Their efforts come as the United Nations warns that more than 11 million people across the affected areas of Somalia, Kenya, Ethiopia and Djibouti urgently needing help.

The group held a conference on Tuesday to urge more people to donate what they can. Hussain Ducale, the group’s chairman, said: “People here are suffering because their families back home are suffering.

“Whenever natural disasters happen we share their pain and the responsibility falls on us.

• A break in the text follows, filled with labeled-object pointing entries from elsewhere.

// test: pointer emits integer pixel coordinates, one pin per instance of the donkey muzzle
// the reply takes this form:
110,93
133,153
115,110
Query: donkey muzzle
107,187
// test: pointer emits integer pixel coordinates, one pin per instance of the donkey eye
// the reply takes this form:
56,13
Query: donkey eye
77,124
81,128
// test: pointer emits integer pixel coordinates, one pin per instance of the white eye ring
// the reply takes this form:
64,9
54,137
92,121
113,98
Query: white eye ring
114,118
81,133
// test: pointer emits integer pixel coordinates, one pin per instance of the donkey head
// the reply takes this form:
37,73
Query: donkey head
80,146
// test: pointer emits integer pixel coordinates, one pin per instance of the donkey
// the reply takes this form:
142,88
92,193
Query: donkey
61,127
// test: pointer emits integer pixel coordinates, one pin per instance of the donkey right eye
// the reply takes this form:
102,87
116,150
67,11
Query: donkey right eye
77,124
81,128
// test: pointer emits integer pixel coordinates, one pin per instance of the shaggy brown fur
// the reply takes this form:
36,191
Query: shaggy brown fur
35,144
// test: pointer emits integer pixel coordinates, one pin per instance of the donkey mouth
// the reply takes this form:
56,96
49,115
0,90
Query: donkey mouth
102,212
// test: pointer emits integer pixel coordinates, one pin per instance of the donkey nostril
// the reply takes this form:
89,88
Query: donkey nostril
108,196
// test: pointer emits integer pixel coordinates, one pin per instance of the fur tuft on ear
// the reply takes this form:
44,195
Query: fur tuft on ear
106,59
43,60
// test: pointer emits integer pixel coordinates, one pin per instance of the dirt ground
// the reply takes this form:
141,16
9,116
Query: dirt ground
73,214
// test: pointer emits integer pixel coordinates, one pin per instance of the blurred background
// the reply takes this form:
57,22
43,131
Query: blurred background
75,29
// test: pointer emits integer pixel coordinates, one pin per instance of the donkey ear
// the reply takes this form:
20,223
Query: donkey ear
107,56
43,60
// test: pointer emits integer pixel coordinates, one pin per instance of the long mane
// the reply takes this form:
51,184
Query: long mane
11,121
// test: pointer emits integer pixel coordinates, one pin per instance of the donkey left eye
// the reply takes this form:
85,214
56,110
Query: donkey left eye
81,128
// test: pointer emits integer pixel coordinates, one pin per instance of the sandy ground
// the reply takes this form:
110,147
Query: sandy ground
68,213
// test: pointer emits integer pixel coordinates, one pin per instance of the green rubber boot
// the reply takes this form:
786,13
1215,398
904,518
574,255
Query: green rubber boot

We are working very hard to fundraise by holding conferences and taking collections.”

Collections

The East London Mosque, in Whitechapel Road, said it is planning to hold special collections throughout the Islamic fasting season, Ramadan, which started on Monday and lasts for 30 days.

Salman Farsi, the London Muslim Centre’s communications chief, said: “The funds taken at Ramadan always go to the neediest areas first so this year that will be Somalia.”

Bethnal Green and Bow MP Rushanara Ali recently met the Disasters Emergency Committee to discuss the crisis.

Ms Ali, also shadow international development minister, said: “As the MP for an area with a large Somali population I have been following the news of the crisis in Somalia and East Africa very closely.

While welcoming the aid the British government has provided to the area, we are encouraging the government to go further and help bridge the huge funding gap the UN is still facing – the World Food Programme (WFP) must be able to step up their activity in the region.”

She is also keen to visit the worst-hit regions and is currently in discussions with aid agencies over the plans.